When I started at Netflix almost two years ago, one of the first things that occured to me was “We could really use a general helper command.” Other developers even agreed that it could be handy. I recalled Nick Quaranto’s handy sub repository but with Netflix being a Java shop, I wasn’t sure about introducing something that required a bash environment.

A few months passed while I tinkered with doing something in Groovy. Then during one of our hack days I gave in and decided to use sub to make an nf command. With only a few commands in place, it quickly became part of my daily workflow. When I started at the Stellar Development Foundation I decided to start a sub command on day one. Even with just two commands I already use it daily.

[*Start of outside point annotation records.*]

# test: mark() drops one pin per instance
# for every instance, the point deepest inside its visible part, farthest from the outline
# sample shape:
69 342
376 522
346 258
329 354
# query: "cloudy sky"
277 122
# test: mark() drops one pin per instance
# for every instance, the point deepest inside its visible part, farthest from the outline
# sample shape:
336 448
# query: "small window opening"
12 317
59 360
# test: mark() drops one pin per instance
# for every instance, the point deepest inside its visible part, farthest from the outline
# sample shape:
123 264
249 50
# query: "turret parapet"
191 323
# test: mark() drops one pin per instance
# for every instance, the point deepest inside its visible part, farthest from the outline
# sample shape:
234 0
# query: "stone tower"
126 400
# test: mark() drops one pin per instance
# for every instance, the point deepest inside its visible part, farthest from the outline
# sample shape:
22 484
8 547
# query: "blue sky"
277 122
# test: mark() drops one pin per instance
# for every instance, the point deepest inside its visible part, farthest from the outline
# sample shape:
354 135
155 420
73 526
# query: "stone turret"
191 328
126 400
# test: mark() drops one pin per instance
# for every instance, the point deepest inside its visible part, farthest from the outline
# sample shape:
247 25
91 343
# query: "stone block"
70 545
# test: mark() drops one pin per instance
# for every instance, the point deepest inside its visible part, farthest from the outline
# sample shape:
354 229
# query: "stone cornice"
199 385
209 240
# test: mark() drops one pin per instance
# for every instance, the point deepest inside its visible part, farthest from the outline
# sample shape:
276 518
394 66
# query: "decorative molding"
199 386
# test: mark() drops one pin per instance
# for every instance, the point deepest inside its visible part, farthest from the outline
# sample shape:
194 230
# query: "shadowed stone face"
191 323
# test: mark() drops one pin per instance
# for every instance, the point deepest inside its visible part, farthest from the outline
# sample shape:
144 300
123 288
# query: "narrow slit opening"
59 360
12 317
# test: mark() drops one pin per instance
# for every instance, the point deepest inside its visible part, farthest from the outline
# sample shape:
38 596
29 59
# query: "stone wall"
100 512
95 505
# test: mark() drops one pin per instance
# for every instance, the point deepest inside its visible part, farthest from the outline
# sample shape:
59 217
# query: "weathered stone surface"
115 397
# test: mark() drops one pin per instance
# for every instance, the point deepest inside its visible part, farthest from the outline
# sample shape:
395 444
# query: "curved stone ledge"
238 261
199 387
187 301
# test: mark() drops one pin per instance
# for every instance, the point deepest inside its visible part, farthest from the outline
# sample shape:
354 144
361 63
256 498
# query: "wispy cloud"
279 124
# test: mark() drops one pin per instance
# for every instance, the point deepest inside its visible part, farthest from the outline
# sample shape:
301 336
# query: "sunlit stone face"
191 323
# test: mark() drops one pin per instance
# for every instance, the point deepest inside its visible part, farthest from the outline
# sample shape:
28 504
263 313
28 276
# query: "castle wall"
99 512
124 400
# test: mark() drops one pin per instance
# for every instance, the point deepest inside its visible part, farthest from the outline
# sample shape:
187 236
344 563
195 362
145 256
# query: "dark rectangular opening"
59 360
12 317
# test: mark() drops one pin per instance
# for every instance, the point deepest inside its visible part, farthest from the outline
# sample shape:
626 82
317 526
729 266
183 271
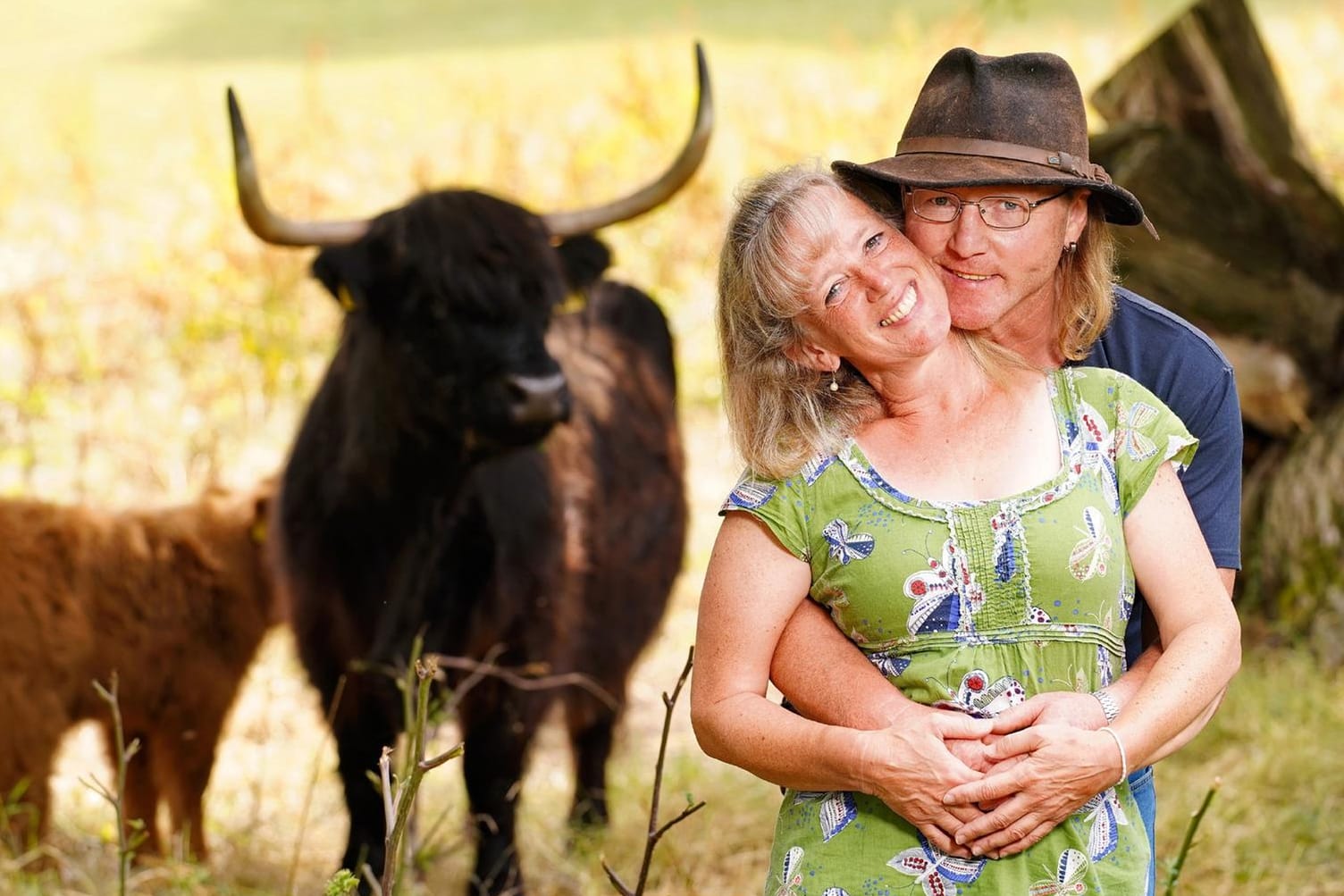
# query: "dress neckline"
1063 400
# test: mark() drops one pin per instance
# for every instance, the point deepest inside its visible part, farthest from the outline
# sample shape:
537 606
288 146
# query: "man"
997 189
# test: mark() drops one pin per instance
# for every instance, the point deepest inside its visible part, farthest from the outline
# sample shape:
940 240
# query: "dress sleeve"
1147 435
781 504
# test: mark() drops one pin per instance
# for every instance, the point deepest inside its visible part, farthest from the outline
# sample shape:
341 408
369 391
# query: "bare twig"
1189 837
655 831
523 679
399 798
125 842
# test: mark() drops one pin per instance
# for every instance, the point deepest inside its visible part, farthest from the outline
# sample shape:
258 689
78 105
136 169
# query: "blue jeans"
1141 789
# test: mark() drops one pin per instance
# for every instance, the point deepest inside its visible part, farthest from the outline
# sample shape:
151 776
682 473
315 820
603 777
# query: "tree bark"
1253 251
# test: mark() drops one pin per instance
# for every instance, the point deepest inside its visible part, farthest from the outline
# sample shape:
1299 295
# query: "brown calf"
173 600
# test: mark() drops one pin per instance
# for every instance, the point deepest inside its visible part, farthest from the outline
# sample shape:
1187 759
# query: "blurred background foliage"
151 346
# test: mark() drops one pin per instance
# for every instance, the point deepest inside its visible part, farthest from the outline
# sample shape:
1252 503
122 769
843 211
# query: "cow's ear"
582 261
347 273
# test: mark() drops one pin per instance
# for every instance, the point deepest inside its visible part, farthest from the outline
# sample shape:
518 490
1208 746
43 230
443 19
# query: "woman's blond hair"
783 414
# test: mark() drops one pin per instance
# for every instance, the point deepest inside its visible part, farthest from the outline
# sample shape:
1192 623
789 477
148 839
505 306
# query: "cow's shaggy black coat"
420 495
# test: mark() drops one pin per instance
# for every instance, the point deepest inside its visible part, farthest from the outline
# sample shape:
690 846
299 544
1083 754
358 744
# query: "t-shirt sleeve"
781 504
1147 435
1214 479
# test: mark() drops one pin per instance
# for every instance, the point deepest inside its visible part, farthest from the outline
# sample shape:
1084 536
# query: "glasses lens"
1004 213
935 205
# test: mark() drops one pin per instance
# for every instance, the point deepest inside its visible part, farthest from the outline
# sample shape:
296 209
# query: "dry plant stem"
655 831
1189 837
125 850
312 786
520 679
399 798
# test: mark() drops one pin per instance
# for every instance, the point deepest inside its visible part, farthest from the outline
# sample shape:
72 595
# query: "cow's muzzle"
538 399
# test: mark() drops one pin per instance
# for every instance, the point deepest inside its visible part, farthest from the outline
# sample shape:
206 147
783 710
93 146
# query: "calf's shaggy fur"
173 600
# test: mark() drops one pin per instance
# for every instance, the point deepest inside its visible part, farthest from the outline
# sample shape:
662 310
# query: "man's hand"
1059 768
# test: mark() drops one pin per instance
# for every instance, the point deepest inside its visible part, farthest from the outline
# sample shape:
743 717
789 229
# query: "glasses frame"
962 203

So what’s this “sub” thing about?

Sub is a project from Nick Quaranto that lets you build collections of scripts and access them via git-like subcommands. If you use rbenv you’re actually already using sub. The really cool part is that you can also make your own.

Need a helper to start up an ssh tunnel? It’d look like this:

#!/usr/bin/env bash
# Usage: mysub tunnel
# Summary: Sets up an ssh tunnel
# Help: Requires ssh and access to jumpbox, etc, etc...

set -e

ssh -NL 8888:somehost:80 me@jumpbox

You drop this script in mysub/libexec/mysub-tunnel and sub provides access to it via mysub tunnel.

Just providing access to the script via your custom command is handy. But sub takes it a step further with tab completion (for both bash and zsh), command listing, and documentation access for free. Sub parses everything it needs from the comments at the top of your script.

While I could go into more detail about all of sub’s capabilities, the readme is pretty solid so go check it out. If you have any sort of repetitive commands you use, give it a try. Commit it to your company repo and your coworkers will thank you for it.

As a final note, don’t let the age of the last commit cause hesitation. I’d of course love to see more activity on the project, but it’s a simple enough concept and I haven’t run into any problems using it as a daily tool.